# WANTED - Nuremberg - Translator English to German



## gaz_0001 (May 27, 2013)

WANTED - Nuremberg - Translator English to German

Can anyone help me with a translator?

Its a very basic task, and would suit Student or part time worker in particular.

Task is:
I am about to be made unemployed in Germany. I require a translator, English to German to come with me to the Unemployment office here in Nuremberg next to the Opernhaus Underground.

Will pay, of course due to the nature of imminent unemployment, I can not addord a professional translation service.

Message me if you know anyone with decent English and German.
Thanks
Gareth


----------



## Bevdeforges (Nov 16, 2007)

Under the rules of the forum, you can't actually advertise for someone to "work" for you like this. However, are you sure you really need a translator to accompany you to the Arbeitsamt? I actually have some experience with them (when I applied for unemployment in Germany) and they are (or were) fairly easy to deal with. It's not at all a "confrontational" meeting.
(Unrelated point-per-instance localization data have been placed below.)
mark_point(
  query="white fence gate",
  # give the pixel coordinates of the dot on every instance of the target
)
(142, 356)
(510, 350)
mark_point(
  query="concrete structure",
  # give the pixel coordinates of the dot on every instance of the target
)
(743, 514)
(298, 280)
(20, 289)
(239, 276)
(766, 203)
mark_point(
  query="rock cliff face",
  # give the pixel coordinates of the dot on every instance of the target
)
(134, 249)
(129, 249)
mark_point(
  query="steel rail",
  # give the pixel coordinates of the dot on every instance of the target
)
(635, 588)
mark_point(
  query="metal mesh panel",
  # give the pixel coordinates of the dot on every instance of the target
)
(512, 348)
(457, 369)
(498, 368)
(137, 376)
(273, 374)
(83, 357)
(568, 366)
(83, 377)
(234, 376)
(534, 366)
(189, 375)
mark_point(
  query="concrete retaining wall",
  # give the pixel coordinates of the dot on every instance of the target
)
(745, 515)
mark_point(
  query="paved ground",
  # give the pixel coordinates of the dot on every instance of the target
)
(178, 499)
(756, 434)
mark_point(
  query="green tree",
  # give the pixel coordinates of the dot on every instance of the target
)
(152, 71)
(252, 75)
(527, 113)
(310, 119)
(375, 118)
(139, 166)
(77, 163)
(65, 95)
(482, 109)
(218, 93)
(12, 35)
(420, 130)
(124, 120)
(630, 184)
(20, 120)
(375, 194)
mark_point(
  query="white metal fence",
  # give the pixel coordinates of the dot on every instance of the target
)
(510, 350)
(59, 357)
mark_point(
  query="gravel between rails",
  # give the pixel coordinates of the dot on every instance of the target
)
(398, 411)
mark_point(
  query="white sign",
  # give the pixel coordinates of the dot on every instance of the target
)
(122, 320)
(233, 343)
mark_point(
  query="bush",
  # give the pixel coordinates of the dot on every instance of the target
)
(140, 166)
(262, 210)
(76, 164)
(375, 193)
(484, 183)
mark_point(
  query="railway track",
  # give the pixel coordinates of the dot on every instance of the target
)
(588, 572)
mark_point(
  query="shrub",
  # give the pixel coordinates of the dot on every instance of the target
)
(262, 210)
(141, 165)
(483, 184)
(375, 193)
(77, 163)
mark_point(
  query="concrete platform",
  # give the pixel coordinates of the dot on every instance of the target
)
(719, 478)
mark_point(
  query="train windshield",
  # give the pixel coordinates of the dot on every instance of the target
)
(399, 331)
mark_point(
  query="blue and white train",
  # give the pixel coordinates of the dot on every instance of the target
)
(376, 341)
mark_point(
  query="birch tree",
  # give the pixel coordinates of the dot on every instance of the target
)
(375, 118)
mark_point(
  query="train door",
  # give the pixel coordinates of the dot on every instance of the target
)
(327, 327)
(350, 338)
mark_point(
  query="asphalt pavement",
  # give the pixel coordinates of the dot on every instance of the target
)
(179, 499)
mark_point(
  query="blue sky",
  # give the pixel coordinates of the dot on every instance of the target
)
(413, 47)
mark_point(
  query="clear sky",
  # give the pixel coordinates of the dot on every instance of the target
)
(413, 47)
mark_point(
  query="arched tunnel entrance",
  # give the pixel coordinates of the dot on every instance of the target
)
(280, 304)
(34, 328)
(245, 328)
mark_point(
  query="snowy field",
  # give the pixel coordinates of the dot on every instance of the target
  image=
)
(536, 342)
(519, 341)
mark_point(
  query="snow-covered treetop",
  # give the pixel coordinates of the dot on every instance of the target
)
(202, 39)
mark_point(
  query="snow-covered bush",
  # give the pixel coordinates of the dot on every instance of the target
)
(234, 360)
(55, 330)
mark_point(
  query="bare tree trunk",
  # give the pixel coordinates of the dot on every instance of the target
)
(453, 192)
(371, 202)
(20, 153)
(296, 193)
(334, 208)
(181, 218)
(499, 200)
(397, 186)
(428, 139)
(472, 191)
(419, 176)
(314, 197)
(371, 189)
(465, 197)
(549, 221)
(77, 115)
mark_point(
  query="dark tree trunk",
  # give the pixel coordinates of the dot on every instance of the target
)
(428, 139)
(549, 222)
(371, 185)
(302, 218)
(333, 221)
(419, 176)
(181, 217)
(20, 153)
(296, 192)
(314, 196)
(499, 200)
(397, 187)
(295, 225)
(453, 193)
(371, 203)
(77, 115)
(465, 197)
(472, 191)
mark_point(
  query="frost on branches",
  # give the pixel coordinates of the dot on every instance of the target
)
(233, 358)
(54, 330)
The one thing you want to do is to get in to see them ASAP, translator or no. Your benefits start based on when you met with them for the first time, so putting it off just means you're delaying your potential benefits. If you have problems at that first meeting, then you can see who is available to accompany you, but it's entirely possible that someone in the office may be able to help you in English.
Cheers,
Bev


----------



## gaz_0001 (May 27, 2013)

Bevdeforges said:


> Under the rules of the forum, you can't actually advertise for someone to "work" for you like this. However, are you sure you really need a translator to accompany you to the Arbeitsamt? I actually have some experience with them (when I applied for unemployment in Germany) and they are (or were) fairly easy to deal with. It's not at all a "confrontational" meeting.
> 
> The one thing you want to do is to get in to see them ASAP, translator or no. Your benefits start based on when you met with them for the first time, so putting it off just means you're delaying your potential benefits. If you have problems at that first meeting, then you can see who is available to accompany you, but it's entirely possible that someone in the office may be able to help you in English.
> Cheers,
> Bev


Hi Bev,

I was there this morning actually. 
The woman i met with was very 'Hostile'. She understood English, but was not able to speak English back to me.
She sent me away with a written letter telling me to return within 5 days with a Translator.
I had the same issue in the Registration office and the Tax office, but they decided to speak english with me after belittling me for a while. (Which is fine!).

In the Arbeitsamt I did of course ask if I could wait for an indefinite period until an English speaker was available, but the request was rejected.

Not quite sure what to do now. I dont know any german speakers as I work for an International company and we only speak English.

Br,
Gareth


----------